A breakthrough is defined as a sudden, dramatic and important discovery or development. It’s hard to dispute that medical breakthroughs have changed the course of life as we know it. But what good are these breakthroughs if the people who need them can’t afford them? Such is the case with prescription drugs and, in particular, specialty pharmacy.
In the coming years, drug manufacturers will unleash an unprecedented raft of new drugs into the marketplace; some will improve the treatment of common medical problems like high cholesterol and diabetes, while others (those referred to as “specialty” drugs) will be used to treat complex conditions like multiple sclerosis, hepatitis C and cancer. The good news: These “precision therapies” provide new and, in some cases, better treatment options. The bad news: The price tag for such prescription drugs in the U.S. is breathtaking — even scandalous.

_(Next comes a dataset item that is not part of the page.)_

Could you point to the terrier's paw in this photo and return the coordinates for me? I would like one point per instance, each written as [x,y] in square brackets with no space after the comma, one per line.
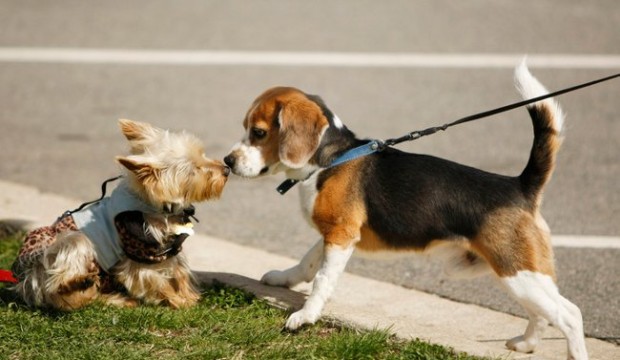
[275,278]
[520,344]
[79,283]
[300,318]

Drug companies argue that new products are harder to develop and manufacture, which justifies the additional cost. But U.S. pricing is often three to 10 times that in other developed nations. Is that really acceptable?
Human-resource and benefits leaders from 17 companies who are members of the Minnesota Health Action Group are mobilizing around the specialty-drug-pricing issue by joining a Specialty Pharmacy Care Delivery Learning Network sponsored and led by the Action Group. The goal is to effect market-based change in an informed, united way so Minnesotans can receive the right therapies, in the right place, at the right price and at the right time.
Why should employers care about specialty pharmacy and, furthermore, why should they give their precious time to help drive change? Quite simply, because if they don’t, they will eventually end up paying the price. Don’t believe us? Consider the following:
• The hepatitis C drug Sovaldi made headlines last year when a course of treatment was pegged at $84,000 in the United States, crushing previous cost and use records. The same drug is priced at $900 in Egypt and $51,000 in France.
• U.S. costs for a powerful new cholesterol management drug, PCSK9, are expected to be $7,000 to $12,000 per patient per year, compared with about $1,000 on average for conventional drug therapies. Given the number of patients who might benefit, the market for this one drug could easily reach $100 billion per year, or about 1/33 of what we currently spend on all U.S. health care. All this for a maintenance drug that comes with annual lifelong, recurring costs.
• By 2018, the cost for hundreds of specialty drugs that are flooding the pipeline is expected to account for more than half of the total U.S. drug spend, up from 25 percent in 2006. Spending on this category is growing almost 20 times as fast as non-specialty-drug spending.
Unless something changes, in a few years, we’ll spend more on specialty than non-specialty drugs or, for that matter, on doctors. The likelihood that this trend could financially overwhelm health care purchasers is real.
It’s hard to know how employers and unions will cope with the new pricing. Purchasers should consider a couple of key questions. First, what new measurable value will each new drug bring? This is hardly cynical; one recent study found that cancer drugs approved by the U.S. Food and Drug Administration over the past decade lengthened life by only 2.1 months, on average. Courses of many of these drugs cost more than $100,000. As consumers, we want to know what tangible value we can expect from a purchase. But in health care, that value has proved elusive.
Second, what is the pricing tied to? What makes it more expensive to buy these drugs in the U.S.? Why, exactly, is Gilenya, a multiple-sclerosis drug, almost six times as costly here as it is in Spain?
The battle over specialty-drug pricing could come down to a standoff between drug manufacturers and purchasers. In the past, drug companies have had reason to believe employers and unions were too preoccupied with other matters to take action against specialty-drug costs.
Minnesota Health Action Group members are here to say “enough is enough.” All Minnesota employers should get informed on this issue and join us as we strive to hold drug manufacturers and sellers accountable for rational pricing practices. It’s time, yet again, for business to lead the way in health care innovation.
Benefits managers and financial officers from employers, unions and governmental agencies have been watching their specialty-drug spend and calculating. It’s possible that excessive specialty-drug costs could capsize their benefit plans, making it untenable to maintain good health coverage without severely compromising other important benefits. Just as worrisome, these costs will exacerbate their health care cost burden and cannibalize profits.
Is it possible that, in manufacturers’ zeal for ever-greater profits, specialty-drug pricing could be the straw that breaks the tolerance of the nation’s health care purchasers for excessive health care pricing? If so, maybe health care will finally change.
Carolyn Pare is the president and CEO of the Minnesota Health Action Group. Brian Klepper is CEO of the National Business Coalition on Health.